I am planning on using markers for a drawing. As I have never used markers, I lack knowledge about them.
Is it okay to use them on normal drawing paper, or should I use sketch paper?
When you say "is it okay", that implies that there's a rule about what you can use with what, or that everybody who uses markers, uses a particular kind of paper for a reason.
Any medium will have different characteristics on different kinds of paper. You probably want to avoid something that's incompatible. For example:
- a medium that's thick and brittle on tissue paper; it's likely to flake off
- a medium that won't adhere to the surface, so it will tend to aggregate in spots rather than stay where you put it
- a chemical incompatibility like acidity/alkalinity, where the medium and paper can interact and change color or other characteristics
- a medium that requires a different kind of surface texture to work as intended, like a rough surface to abrade a material like chalk or charcoal, or an extremely smooth surface to use a metal-tipped technical pen.
Once you get beyond those kinds of problems, it's more a case that different kinds of paper will give you different kinds of appearance. It may also require the right techniques and some practice to "bend the combination to your will". Part of art is experimenting with those variations to see what combinations give you results you find pleasing or achieve what you're trying to accomplish.
I'm not sure what you're defining as "normal drawing paper" or "sketch paper," but you can ultimately use markers on any surface, however you will experience different results depending on the qualities of the paper.
Markers will generally soak into the paper and bleed to some degree (with some brands tending to bleed more than others); working with a thicker paper like bristol or watercolor paper will tend to resist bleed-through better than thinner papers like newsprint.
You'll generally get a smoother result with a smoother surface, though depending on the result you're looking for, you may like the look of using a paper with more tooth to it. Experiment here to see what you prefer.

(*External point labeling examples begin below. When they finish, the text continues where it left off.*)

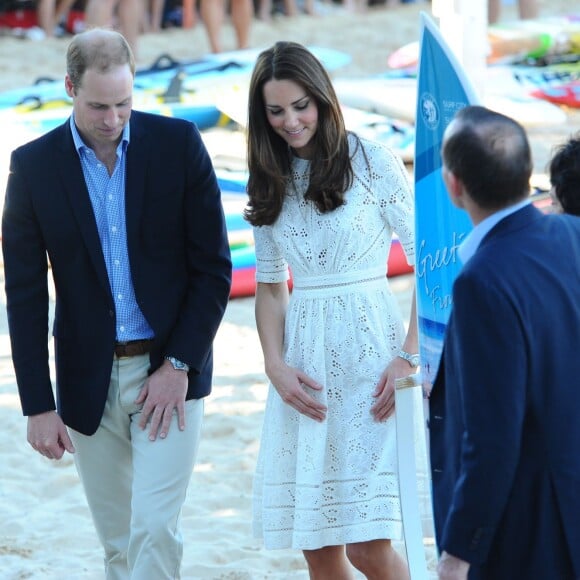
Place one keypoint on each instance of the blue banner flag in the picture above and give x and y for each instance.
(443, 89)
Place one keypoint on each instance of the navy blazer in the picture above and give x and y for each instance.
(178, 251)
(504, 410)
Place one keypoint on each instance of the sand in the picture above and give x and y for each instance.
(46, 531)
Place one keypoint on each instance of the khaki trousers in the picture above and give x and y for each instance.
(135, 488)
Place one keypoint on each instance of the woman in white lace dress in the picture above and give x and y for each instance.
(324, 205)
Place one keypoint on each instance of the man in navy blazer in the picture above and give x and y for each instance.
(504, 416)
(125, 208)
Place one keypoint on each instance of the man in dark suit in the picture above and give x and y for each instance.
(504, 415)
(127, 208)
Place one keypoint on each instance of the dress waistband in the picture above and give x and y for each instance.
(336, 284)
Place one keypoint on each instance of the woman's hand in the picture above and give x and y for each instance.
(384, 393)
(292, 386)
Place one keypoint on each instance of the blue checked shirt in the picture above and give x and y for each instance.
(107, 194)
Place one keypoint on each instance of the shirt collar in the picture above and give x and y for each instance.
(469, 246)
(80, 144)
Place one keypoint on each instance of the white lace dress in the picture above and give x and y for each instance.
(335, 482)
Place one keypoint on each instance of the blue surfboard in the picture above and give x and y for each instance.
(443, 89)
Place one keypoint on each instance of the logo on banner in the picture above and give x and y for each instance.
(430, 111)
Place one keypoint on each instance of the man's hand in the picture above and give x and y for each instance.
(452, 568)
(163, 392)
(48, 435)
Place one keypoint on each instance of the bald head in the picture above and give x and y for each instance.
(490, 154)
(99, 49)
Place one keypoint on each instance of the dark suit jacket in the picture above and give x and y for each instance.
(504, 410)
(178, 250)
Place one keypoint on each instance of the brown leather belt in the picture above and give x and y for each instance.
(132, 348)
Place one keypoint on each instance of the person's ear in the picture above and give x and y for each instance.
(454, 187)
(70, 90)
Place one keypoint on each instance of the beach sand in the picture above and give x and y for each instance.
(46, 531)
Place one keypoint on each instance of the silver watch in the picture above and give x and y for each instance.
(412, 359)
(177, 364)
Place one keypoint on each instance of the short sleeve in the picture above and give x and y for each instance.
(271, 267)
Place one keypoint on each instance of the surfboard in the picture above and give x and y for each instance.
(396, 98)
(566, 94)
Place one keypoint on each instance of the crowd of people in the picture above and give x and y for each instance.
(134, 17)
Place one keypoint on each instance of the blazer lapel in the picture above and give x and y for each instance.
(76, 190)
(138, 153)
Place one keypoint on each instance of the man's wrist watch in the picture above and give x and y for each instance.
(177, 364)
(412, 359)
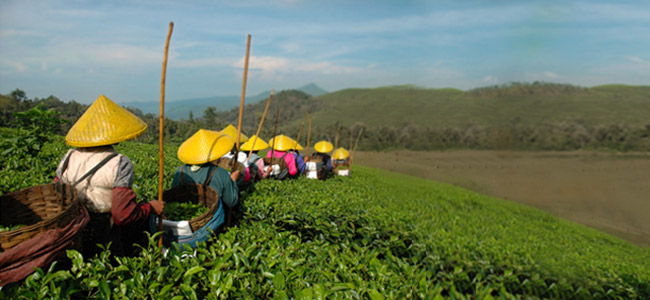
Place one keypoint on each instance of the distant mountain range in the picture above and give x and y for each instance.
(180, 109)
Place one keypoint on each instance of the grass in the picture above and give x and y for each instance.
(373, 235)
(612, 104)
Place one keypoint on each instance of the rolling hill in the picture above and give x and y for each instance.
(180, 109)
(375, 234)
(530, 104)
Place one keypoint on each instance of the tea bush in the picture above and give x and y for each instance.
(373, 235)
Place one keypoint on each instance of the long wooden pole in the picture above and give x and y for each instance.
(351, 137)
(161, 130)
(302, 126)
(259, 128)
(338, 134)
(243, 95)
(355, 147)
(308, 140)
(275, 129)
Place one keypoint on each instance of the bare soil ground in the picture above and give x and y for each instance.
(606, 191)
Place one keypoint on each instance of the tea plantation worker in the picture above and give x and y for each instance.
(198, 153)
(320, 163)
(255, 162)
(232, 131)
(103, 177)
(341, 162)
(226, 163)
(281, 144)
(300, 162)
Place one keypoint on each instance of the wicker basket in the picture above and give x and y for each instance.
(195, 193)
(40, 208)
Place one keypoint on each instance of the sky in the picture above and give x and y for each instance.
(77, 50)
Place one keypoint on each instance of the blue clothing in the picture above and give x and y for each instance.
(221, 183)
(300, 163)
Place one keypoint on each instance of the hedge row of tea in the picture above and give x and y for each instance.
(374, 235)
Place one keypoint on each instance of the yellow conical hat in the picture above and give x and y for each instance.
(104, 123)
(204, 146)
(282, 143)
(340, 153)
(231, 131)
(298, 147)
(260, 144)
(323, 146)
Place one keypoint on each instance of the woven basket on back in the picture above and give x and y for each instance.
(195, 193)
(40, 208)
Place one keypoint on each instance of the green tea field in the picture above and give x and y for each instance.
(374, 235)
(606, 191)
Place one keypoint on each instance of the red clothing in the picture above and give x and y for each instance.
(125, 209)
(289, 158)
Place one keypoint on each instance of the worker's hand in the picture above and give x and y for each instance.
(158, 206)
(234, 175)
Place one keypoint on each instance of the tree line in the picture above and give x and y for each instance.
(570, 134)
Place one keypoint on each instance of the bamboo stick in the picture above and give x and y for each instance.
(356, 143)
(243, 95)
(259, 128)
(302, 126)
(275, 129)
(308, 140)
(336, 140)
(161, 131)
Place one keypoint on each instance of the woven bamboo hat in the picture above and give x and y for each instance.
(282, 143)
(104, 123)
(323, 147)
(260, 144)
(340, 154)
(231, 131)
(204, 146)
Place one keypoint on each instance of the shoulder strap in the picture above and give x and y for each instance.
(183, 175)
(65, 163)
(94, 169)
(207, 180)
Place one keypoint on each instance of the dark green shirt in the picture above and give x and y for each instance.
(221, 182)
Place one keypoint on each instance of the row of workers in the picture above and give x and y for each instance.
(103, 178)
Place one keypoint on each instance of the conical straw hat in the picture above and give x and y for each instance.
(323, 147)
(282, 143)
(260, 144)
(204, 146)
(104, 123)
(340, 154)
(231, 131)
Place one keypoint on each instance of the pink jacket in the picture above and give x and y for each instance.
(291, 161)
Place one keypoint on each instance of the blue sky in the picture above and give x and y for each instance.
(80, 49)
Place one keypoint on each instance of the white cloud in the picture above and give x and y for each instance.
(550, 75)
(18, 66)
(634, 59)
(200, 62)
(489, 79)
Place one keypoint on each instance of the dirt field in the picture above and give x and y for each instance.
(609, 192)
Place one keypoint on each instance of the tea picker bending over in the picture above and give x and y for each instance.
(280, 162)
(198, 153)
(341, 162)
(103, 178)
(319, 164)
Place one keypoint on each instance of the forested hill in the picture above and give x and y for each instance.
(530, 116)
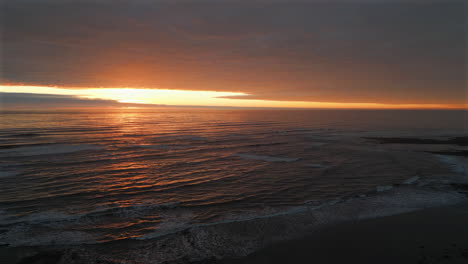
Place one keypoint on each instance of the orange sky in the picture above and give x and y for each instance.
(242, 54)
(199, 98)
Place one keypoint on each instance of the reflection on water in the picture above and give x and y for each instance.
(125, 173)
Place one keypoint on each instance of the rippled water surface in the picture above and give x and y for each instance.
(94, 176)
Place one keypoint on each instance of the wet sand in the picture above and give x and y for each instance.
(436, 235)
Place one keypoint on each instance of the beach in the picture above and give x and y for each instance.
(436, 235)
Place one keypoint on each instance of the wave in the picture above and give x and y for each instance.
(243, 236)
(7, 174)
(266, 158)
(50, 217)
(47, 149)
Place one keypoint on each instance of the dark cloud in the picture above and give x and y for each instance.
(29, 100)
(386, 51)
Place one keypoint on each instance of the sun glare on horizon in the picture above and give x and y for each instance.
(146, 96)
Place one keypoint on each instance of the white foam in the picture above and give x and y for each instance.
(315, 165)
(163, 146)
(411, 180)
(173, 223)
(23, 236)
(455, 164)
(383, 188)
(6, 174)
(48, 149)
(267, 158)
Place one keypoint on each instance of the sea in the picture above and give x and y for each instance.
(73, 177)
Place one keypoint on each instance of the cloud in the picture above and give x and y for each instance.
(29, 100)
(386, 52)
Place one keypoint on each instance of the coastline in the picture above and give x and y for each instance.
(434, 235)
(406, 213)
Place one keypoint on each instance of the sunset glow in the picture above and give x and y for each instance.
(201, 98)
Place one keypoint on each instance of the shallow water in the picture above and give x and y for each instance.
(95, 176)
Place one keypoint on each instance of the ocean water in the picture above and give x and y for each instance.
(72, 177)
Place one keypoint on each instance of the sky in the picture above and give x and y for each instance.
(339, 53)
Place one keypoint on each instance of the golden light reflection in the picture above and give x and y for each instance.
(200, 98)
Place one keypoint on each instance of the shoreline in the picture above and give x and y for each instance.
(246, 241)
(433, 235)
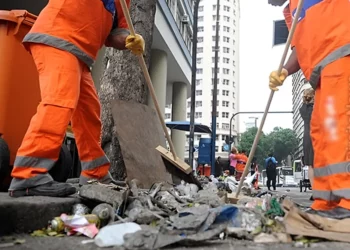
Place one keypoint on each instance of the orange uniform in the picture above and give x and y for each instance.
(240, 166)
(322, 43)
(64, 42)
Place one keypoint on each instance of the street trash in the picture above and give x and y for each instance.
(84, 224)
(113, 235)
(6, 242)
(80, 209)
(149, 240)
(105, 213)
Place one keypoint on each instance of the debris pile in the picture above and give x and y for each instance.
(136, 218)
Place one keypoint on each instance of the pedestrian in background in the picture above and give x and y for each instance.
(305, 113)
(271, 165)
(233, 161)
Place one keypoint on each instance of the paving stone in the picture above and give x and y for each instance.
(25, 214)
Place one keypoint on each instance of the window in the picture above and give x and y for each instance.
(213, 59)
(217, 93)
(212, 81)
(225, 103)
(217, 102)
(199, 81)
(213, 70)
(198, 103)
(213, 48)
(225, 126)
(214, 27)
(224, 114)
(214, 38)
(198, 115)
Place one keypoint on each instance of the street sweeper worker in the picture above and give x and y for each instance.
(64, 42)
(321, 49)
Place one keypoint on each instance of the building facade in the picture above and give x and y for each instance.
(228, 71)
(299, 84)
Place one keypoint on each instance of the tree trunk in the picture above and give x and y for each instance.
(123, 80)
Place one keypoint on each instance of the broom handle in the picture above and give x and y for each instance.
(257, 137)
(148, 80)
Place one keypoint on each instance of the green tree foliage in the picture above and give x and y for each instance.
(281, 142)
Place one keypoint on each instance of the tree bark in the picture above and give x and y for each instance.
(123, 80)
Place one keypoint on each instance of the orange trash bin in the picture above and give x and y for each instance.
(19, 83)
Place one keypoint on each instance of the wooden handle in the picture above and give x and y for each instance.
(257, 137)
(148, 80)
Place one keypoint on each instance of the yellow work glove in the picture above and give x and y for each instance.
(135, 44)
(277, 80)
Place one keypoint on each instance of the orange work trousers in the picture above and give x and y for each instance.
(67, 94)
(330, 132)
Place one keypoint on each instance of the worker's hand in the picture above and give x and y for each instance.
(277, 80)
(135, 44)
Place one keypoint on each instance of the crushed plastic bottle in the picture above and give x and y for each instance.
(113, 235)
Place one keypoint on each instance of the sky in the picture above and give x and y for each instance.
(257, 59)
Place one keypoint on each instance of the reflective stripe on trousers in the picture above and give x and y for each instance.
(335, 55)
(327, 172)
(330, 133)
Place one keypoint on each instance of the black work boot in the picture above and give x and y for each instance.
(52, 189)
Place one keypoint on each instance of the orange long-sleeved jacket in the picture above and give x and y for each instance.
(79, 27)
(322, 34)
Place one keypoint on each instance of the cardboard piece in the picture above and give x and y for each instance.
(139, 133)
(298, 222)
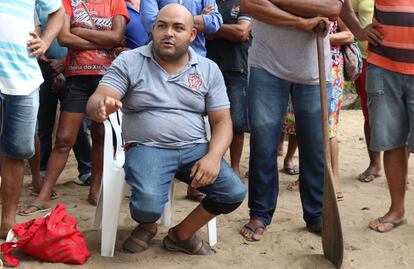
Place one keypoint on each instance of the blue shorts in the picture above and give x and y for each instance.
(18, 114)
(150, 170)
(391, 108)
(236, 84)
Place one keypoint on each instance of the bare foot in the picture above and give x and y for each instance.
(388, 222)
(369, 174)
(253, 231)
(293, 186)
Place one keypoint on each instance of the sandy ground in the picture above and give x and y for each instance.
(286, 243)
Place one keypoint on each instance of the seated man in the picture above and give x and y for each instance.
(164, 90)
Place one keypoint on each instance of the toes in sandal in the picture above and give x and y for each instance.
(193, 245)
(138, 241)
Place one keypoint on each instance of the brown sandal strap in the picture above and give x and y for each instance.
(194, 244)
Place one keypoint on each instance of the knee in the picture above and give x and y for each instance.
(64, 143)
(218, 208)
(21, 151)
(228, 203)
(146, 207)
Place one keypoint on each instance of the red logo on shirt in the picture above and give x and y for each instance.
(194, 81)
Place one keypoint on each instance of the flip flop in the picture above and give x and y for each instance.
(366, 178)
(253, 230)
(53, 196)
(293, 186)
(339, 196)
(193, 245)
(39, 209)
(373, 225)
(293, 170)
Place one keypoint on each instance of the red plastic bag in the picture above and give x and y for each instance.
(53, 238)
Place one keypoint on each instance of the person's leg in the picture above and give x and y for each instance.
(34, 164)
(268, 99)
(67, 132)
(306, 103)
(236, 149)
(288, 166)
(390, 111)
(46, 117)
(395, 167)
(149, 171)
(17, 130)
(222, 197)
(83, 152)
(97, 134)
(11, 185)
(236, 84)
(374, 167)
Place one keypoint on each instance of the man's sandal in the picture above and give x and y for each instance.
(374, 225)
(193, 245)
(253, 230)
(139, 240)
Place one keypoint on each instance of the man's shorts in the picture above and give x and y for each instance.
(236, 83)
(18, 114)
(78, 89)
(391, 108)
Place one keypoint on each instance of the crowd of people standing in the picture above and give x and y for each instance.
(167, 64)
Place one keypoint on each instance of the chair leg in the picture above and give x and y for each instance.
(97, 224)
(212, 232)
(113, 194)
(167, 215)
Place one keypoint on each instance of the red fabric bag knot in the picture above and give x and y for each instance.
(52, 238)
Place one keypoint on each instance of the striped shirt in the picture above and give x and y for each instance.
(19, 73)
(396, 52)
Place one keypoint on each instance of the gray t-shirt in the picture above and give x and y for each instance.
(161, 110)
(287, 53)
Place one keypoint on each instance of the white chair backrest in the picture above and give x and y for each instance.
(116, 122)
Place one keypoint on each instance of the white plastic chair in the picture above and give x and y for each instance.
(114, 188)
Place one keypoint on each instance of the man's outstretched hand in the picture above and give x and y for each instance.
(205, 171)
(309, 24)
(36, 45)
(105, 107)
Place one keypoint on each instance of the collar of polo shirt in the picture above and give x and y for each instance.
(147, 52)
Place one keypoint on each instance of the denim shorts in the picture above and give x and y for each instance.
(236, 83)
(77, 91)
(391, 108)
(18, 114)
(150, 171)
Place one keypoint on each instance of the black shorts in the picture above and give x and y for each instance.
(77, 91)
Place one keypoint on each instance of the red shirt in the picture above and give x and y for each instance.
(92, 14)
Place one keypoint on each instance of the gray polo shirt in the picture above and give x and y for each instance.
(161, 110)
(287, 53)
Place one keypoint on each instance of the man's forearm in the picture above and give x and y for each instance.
(91, 106)
(75, 42)
(53, 26)
(265, 11)
(350, 19)
(221, 137)
(235, 32)
(104, 39)
(310, 8)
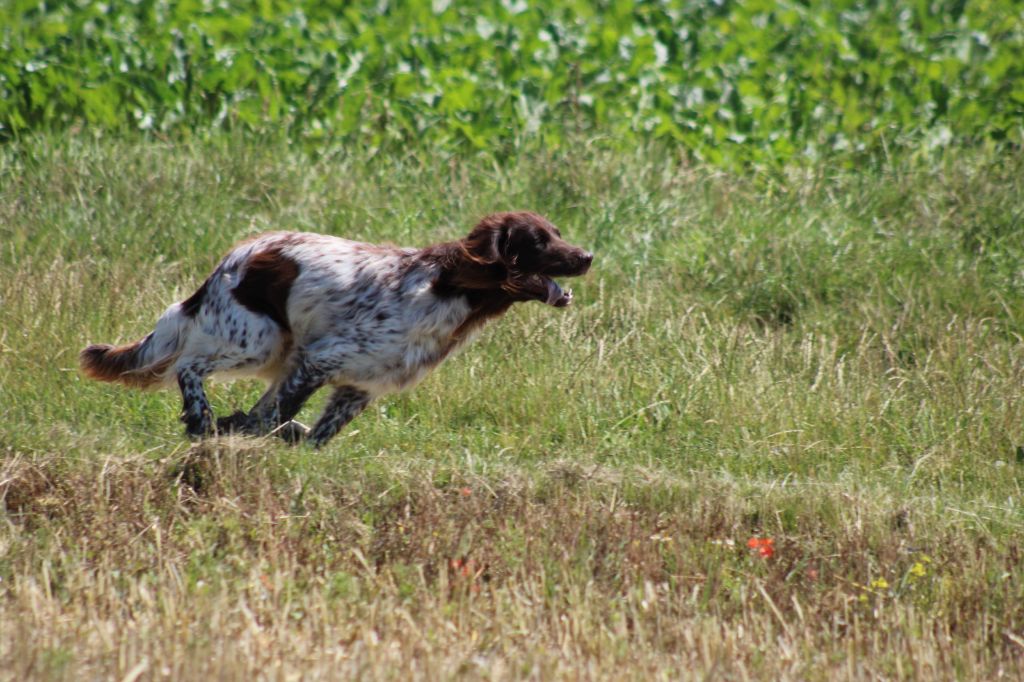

Some papers (marker pads, for instance) will be coated to prevent bleed-through on a thinner sheet; this can allow for better workability in blending, but may also result in less saturated colors as the ink cannot soak into the surface. This can also create issues with layering multiple colors or extensive blending; again, this may come to personal preference and style.
If you're planning on extremely heavy blending, particularly using water and water-based markers, you may wish to consider a paper that is better suited to heavy water applications such as a smooth watercolor paper over a lighter paper that may warp or disintegrate when saturated with water.
You may also wish to experiment with the amount of bleeding your chosen markers will exhibit on different papers. All markers will bleed to some degree (except, possibly, on coated papers), but some papers will wick the ink away from where you deposited it more than others. You'll want to find an amount of bleed that works for you, and learn to work with it as you're drawing.
"Bond" paper is usually best for markers, it has a smooth flat surface and is usually thick enough to prevent too much bleed through. If fact there are specifically made papers for magic markers called "Marker Bond", "Marker Layout" or just "Marker Paper".
With markers the main issue you will face is bleed, where the ink soaks in and expands in the paper. Bonds and Marker papers are made in a way that minimizes this. Also markers do not gain any benefit from roughness or tooth in a paper, so avoid papers with a lot of texture, like charcoal paper, watercolor paper, or even a lot of sketch papers (where bleed will be an issue anyway.)